Day 1 - Amsterdam - Uithoorn
After arriving from your long journey, the barge takes us on the river Amstel right through Amsterdam. There could not be a nicer way to leave the city. You will see the famous Skinny Bridge, open for our barge. When we reach the quite outskirts in the south, a short bike ride starts along this river, over dikes and through scenic meadows. Amsterdam’s skyline fades to the east.
Day 2 - BIKE: Uithoorn - Meije - Bodegraven - Reeuwijkse Plassen - Gouda
Holland’s lush polders are part of today’s landscape. Polders are land areas below sea level, surrounded by dikes then pumped dry. We will bike on the higher dikes, looking out over the lower meadows and cattle fields. Villages are long and narrow. The small waterways on both sides are crossed by small bridges leading to quaint houses.
In the afternoon, we pass through the lake area of Reeuwijk, where lovely houses with colorful, well-designed gardens area scattered throughout this recreational lake resort town.

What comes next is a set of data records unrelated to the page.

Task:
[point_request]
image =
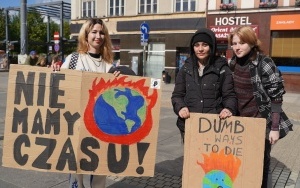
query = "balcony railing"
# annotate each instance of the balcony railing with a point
(229, 6)
(268, 4)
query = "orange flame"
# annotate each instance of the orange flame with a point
(229, 164)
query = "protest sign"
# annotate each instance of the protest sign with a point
(81, 122)
(223, 153)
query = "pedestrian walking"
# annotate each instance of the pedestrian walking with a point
(259, 88)
(94, 53)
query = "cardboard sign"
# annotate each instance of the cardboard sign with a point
(81, 122)
(223, 153)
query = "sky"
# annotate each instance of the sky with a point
(17, 3)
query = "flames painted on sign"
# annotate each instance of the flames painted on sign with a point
(120, 111)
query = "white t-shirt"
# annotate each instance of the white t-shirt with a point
(87, 63)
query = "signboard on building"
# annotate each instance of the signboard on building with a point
(81, 122)
(144, 33)
(223, 153)
(285, 22)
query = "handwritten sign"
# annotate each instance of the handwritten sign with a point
(81, 122)
(223, 153)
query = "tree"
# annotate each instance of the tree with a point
(36, 30)
(2, 29)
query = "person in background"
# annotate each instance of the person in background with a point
(42, 61)
(56, 61)
(94, 53)
(204, 83)
(31, 59)
(259, 88)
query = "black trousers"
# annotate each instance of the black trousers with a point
(267, 162)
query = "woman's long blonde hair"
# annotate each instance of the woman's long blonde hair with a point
(105, 48)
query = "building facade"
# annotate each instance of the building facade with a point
(171, 24)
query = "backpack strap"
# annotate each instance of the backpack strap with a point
(73, 62)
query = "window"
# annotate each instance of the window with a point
(185, 5)
(116, 7)
(88, 8)
(148, 6)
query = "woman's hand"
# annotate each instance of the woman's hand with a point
(225, 113)
(184, 113)
(273, 137)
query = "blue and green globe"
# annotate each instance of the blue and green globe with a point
(217, 179)
(120, 111)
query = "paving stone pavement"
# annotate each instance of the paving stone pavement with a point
(285, 163)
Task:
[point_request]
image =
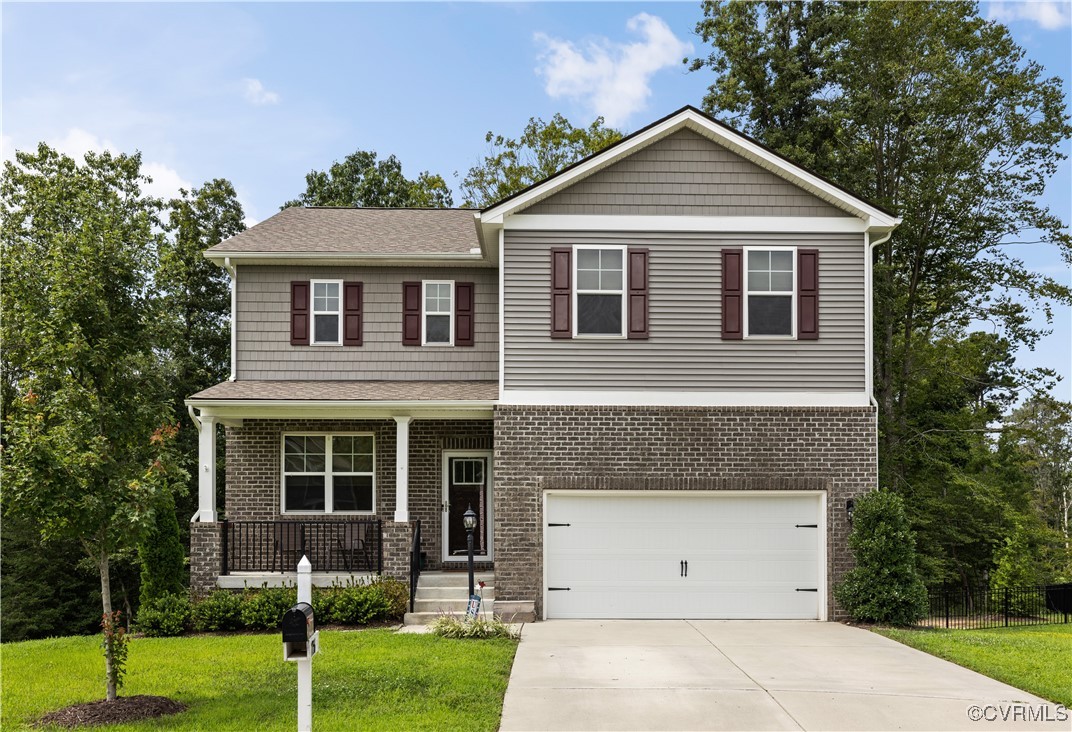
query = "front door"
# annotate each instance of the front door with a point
(466, 480)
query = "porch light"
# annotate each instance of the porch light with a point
(469, 520)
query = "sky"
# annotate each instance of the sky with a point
(262, 93)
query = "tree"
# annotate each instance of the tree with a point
(933, 111)
(362, 180)
(883, 586)
(194, 309)
(87, 454)
(542, 149)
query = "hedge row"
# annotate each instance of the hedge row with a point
(381, 599)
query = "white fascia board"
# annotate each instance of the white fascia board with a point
(721, 135)
(712, 399)
(451, 258)
(250, 408)
(732, 224)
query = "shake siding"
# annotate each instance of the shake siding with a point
(264, 334)
(684, 350)
(685, 175)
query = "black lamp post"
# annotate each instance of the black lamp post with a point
(469, 520)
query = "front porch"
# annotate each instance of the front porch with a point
(345, 483)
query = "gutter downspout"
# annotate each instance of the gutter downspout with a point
(869, 283)
(234, 334)
(190, 411)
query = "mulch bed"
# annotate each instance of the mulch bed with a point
(123, 710)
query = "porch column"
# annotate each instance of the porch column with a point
(402, 468)
(206, 471)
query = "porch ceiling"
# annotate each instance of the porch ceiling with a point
(430, 400)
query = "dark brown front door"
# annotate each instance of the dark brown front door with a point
(467, 487)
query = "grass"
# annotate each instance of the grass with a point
(371, 680)
(1032, 658)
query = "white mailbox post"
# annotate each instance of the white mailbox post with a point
(301, 642)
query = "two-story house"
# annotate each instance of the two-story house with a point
(649, 376)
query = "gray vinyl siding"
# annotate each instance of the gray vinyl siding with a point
(264, 328)
(685, 175)
(684, 350)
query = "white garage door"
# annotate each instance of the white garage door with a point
(683, 555)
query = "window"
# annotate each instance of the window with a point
(438, 313)
(599, 304)
(327, 312)
(769, 293)
(328, 474)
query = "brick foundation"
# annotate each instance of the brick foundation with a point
(671, 448)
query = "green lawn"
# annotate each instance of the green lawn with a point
(371, 680)
(1033, 658)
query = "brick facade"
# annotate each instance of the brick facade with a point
(254, 483)
(671, 448)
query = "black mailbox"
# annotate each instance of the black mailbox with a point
(298, 624)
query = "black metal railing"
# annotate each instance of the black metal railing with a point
(979, 609)
(414, 563)
(278, 546)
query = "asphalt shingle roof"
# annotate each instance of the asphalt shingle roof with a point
(352, 391)
(359, 230)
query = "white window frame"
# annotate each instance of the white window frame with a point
(577, 290)
(313, 313)
(791, 294)
(328, 473)
(425, 313)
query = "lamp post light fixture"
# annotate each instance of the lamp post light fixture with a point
(469, 520)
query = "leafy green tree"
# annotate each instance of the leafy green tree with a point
(194, 311)
(935, 113)
(542, 149)
(362, 180)
(86, 456)
(883, 586)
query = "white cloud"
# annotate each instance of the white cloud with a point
(166, 181)
(611, 78)
(1047, 14)
(255, 92)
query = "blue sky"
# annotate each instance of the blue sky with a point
(262, 93)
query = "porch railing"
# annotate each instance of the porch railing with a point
(278, 546)
(979, 609)
(414, 563)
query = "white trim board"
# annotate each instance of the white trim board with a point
(693, 119)
(767, 399)
(534, 222)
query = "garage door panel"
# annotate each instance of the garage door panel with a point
(621, 555)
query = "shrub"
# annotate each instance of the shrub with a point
(459, 626)
(360, 604)
(222, 610)
(883, 586)
(166, 615)
(264, 609)
(162, 557)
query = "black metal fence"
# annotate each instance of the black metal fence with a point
(999, 609)
(278, 546)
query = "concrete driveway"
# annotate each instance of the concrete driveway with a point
(744, 675)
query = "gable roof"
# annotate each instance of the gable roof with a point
(691, 118)
(357, 233)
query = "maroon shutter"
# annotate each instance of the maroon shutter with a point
(562, 268)
(463, 313)
(411, 313)
(807, 294)
(638, 293)
(299, 313)
(352, 314)
(732, 295)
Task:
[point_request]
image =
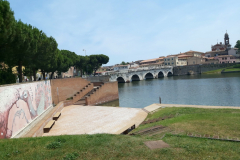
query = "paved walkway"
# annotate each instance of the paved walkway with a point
(78, 119)
(199, 106)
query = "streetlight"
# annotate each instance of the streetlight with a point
(85, 51)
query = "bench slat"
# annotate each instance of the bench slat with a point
(50, 124)
(56, 116)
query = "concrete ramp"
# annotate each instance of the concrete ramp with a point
(78, 119)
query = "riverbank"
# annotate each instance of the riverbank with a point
(184, 120)
(231, 69)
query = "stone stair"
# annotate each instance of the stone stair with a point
(81, 94)
(82, 101)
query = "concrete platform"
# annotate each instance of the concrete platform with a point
(78, 119)
(153, 107)
(199, 106)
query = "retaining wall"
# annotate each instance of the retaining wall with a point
(98, 78)
(198, 69)
(105, 93)
(66, 88)
(20, 104)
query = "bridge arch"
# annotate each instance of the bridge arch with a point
(135, 77)
(160, 74)
(169, 74)
(149, 75)
(121, 80)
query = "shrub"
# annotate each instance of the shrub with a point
(236, 66)
(53, 145)
(71, 156)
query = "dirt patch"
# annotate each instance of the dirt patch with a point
(156, 144)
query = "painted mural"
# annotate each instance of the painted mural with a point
(20, 104)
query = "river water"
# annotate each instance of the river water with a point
(214, 90)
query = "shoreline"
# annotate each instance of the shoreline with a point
(199, 106)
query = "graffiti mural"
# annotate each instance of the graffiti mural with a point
(20, 104)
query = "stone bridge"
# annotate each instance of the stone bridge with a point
(141, 74)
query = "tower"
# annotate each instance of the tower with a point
(226, 39)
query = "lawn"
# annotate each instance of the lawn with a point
(217, 71)
(104, 146)
(228, 69)
(232, 70)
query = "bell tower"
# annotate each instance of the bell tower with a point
(226, 39)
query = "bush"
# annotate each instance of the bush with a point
(236, 66)
(6, 76)
(53, 145)
(71, 156)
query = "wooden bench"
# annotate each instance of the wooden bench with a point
(56, 116)
(49, 125)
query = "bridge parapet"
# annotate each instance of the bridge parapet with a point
(140, 74)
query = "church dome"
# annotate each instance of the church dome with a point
(226, 35)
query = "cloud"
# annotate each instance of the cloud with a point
(132, 30)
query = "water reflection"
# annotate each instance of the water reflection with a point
(212, 89)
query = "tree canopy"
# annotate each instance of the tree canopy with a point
(22, 44)
(96, 61)
(237, 45)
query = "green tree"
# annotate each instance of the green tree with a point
(82, 63)
(96, 61)
(47, 53)
(237, 45)
(123, 63)
(7, 22)
(20, 46)
(6, 76)
(67, 59)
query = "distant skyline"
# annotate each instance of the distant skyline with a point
(132, 30)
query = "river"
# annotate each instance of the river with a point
(205, 89)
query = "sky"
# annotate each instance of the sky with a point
(131, 30)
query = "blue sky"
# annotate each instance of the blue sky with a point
(130, 30)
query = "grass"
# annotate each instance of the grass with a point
(228, 69)
(105, 146)
(232, 69)
(217, 71)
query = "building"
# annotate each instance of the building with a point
(152, 65)
(149, 61)
(121, 67)
(210, 60)
(195, 60)
(216, 53)
(192, 53)
(222, 49)
(171, 61)
(221, 46)
(228, 59)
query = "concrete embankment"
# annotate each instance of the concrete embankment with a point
(199, 106)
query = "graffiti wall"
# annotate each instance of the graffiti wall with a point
(20, 104)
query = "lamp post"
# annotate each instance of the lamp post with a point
(85, 51)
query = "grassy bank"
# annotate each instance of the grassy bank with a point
(103, 146)
(234, 68)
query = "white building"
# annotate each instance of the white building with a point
(121, 67)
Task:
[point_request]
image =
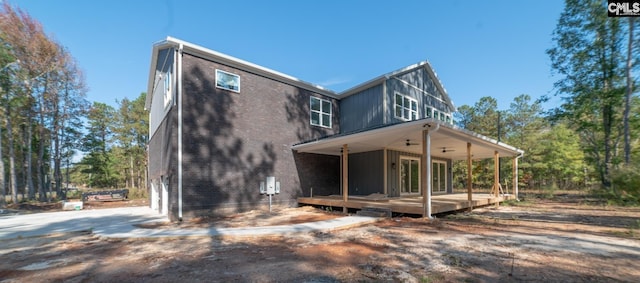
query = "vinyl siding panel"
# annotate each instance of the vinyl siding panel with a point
(419, 85)
(362, 110)
(158, 109)
(366, 173)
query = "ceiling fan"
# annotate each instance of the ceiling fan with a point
(409, 143)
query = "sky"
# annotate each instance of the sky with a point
(477, 48)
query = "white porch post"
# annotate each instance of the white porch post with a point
(515, 176)
(469, 177)
(426, 173)
(345, 177)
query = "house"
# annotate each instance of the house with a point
(219, 126)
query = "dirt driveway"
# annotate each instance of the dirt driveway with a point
(563, 240)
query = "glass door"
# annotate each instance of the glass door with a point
(409, 175)
(439, 177)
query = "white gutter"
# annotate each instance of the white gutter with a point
(178, 77)
(429, 169)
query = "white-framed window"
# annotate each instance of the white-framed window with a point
(228, 81)
(428, 112)
(320, 112)
(406, 108)
(168, 98)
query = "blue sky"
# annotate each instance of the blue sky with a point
(477, 48)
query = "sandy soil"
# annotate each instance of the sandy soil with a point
(562, 240)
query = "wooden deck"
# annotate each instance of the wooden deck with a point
(406, 205)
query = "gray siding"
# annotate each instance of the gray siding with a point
(419, 85)
(366, 173)
(362, 110)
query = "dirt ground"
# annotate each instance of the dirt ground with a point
(566, 239)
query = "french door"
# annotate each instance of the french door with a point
(439, 177)
(409, 175)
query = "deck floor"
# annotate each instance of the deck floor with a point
(407, 205)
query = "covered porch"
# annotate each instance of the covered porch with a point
(408, 205)
(426, 141)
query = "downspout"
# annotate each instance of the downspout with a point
(428, 169)
(515, 176)
(179, 98)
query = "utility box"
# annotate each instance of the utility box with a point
(271, 185)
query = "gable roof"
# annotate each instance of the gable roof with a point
(222, 58)
(381, 79)
(215, 56)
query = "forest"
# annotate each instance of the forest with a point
(52, 137)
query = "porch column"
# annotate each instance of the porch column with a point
(469, 177)
(345, 177)
(496, 173)
(425, 174)
(515, 176)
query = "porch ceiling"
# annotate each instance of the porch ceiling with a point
(447, 141)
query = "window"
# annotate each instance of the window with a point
(227, 81)
(320, 112)
(167, 89)
(428, 112)
(406, 108)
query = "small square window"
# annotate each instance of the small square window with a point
(320, 112)
(406, 108)
(228, 81)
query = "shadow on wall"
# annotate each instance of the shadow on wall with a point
(223, 165)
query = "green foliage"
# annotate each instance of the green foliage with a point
(562, 157)
(589, 55)
(626, 185)
(115, 144)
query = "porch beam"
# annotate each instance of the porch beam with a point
(469, 177)
(345, 177)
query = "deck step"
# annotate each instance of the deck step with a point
(374, 212)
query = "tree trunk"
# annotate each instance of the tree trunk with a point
(2, 181)
(627, 103)
(41, 170)
(29, 170)
(12, 156)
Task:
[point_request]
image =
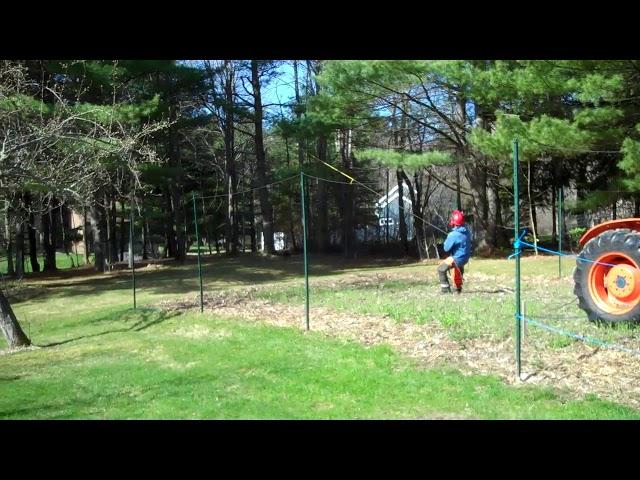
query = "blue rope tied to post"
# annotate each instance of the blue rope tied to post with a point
(519, 243)
(582, 338)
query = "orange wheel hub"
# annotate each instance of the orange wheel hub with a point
(615, 288)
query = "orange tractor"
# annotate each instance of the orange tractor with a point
(607, 274)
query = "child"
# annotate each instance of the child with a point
(458, 243)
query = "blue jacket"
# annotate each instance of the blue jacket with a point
(458, 242)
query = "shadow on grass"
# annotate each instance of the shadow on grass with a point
(219, 272)
(148, 320)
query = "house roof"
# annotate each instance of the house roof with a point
(393, 195)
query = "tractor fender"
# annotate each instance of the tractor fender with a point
(632, 223)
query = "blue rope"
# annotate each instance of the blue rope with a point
(519, 243)
(582, 338)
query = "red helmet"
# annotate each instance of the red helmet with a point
(457, 219)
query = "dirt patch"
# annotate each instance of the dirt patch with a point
(577, 369)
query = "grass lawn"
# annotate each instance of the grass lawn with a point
(99, 359)
(126, 365)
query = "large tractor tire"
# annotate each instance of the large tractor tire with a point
(609, 291)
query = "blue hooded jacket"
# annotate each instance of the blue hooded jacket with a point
(458, 242)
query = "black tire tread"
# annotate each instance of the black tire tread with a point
(622, 239)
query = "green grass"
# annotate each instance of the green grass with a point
(63, 261)
(105, 361)
(126, 365)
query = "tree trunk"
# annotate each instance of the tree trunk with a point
(554, 230)
(322, 207)
(262, 169)
(87, 236)
(19, 244)
(532, 209)
(485, 220)
(11, 329)
(179, 219)
(98, 230)
(33, 244)
(123, 237)
(252, 228)
(9, 241)
(169, 229)
(346, 196)
(49, 240)
(401, 212)
(231, 231)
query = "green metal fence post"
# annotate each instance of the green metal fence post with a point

We finish the day in Gouda, city of candles, cheese and stroopwafels. Spend your afternoon visiting some of Gouda's highlights, including Catharina Gasthuis museum, a former hospital, dating to the 16th century, with tours of an apothecary, kitchen, paintings and local history. The St. Jan church is the longest late-gothic church of the country and famous for its stained glass windows. Doors open at 4:30 pm for a protestant service that starts at 5 p.m.
Day 3 - BIKE: Gouda - Berkenwoude - Lekkerkerk - Kinderdijk - Krimpen aan de Lek -
Krimpen aan de IJssel - Capelle aan de IJssel Rotterdam
BOAT: Rotterdam - Delft
Small field roads lead us away from Gouda. We will ride a ferry to cross the river Lek, a branch of the Rhine.
In the polder “Alblasserwaard” you see the largest number of windmills in one polder. At the end of this very bicycle-friendly area lie the windmills of Kinderdijk, where the entire area's water once was pumped out into the river by the mills. Nowadays this is done by enormous modern electric pumps. You'll have an opportunity to visit a museum-windmill.
Next we'll take a ferry toward Rotterdam, the largest productive city in Holland. About 8% of Holland's national product is produced here. Rotterdam is also one of the largest harbors in the world, always competing with Singapore.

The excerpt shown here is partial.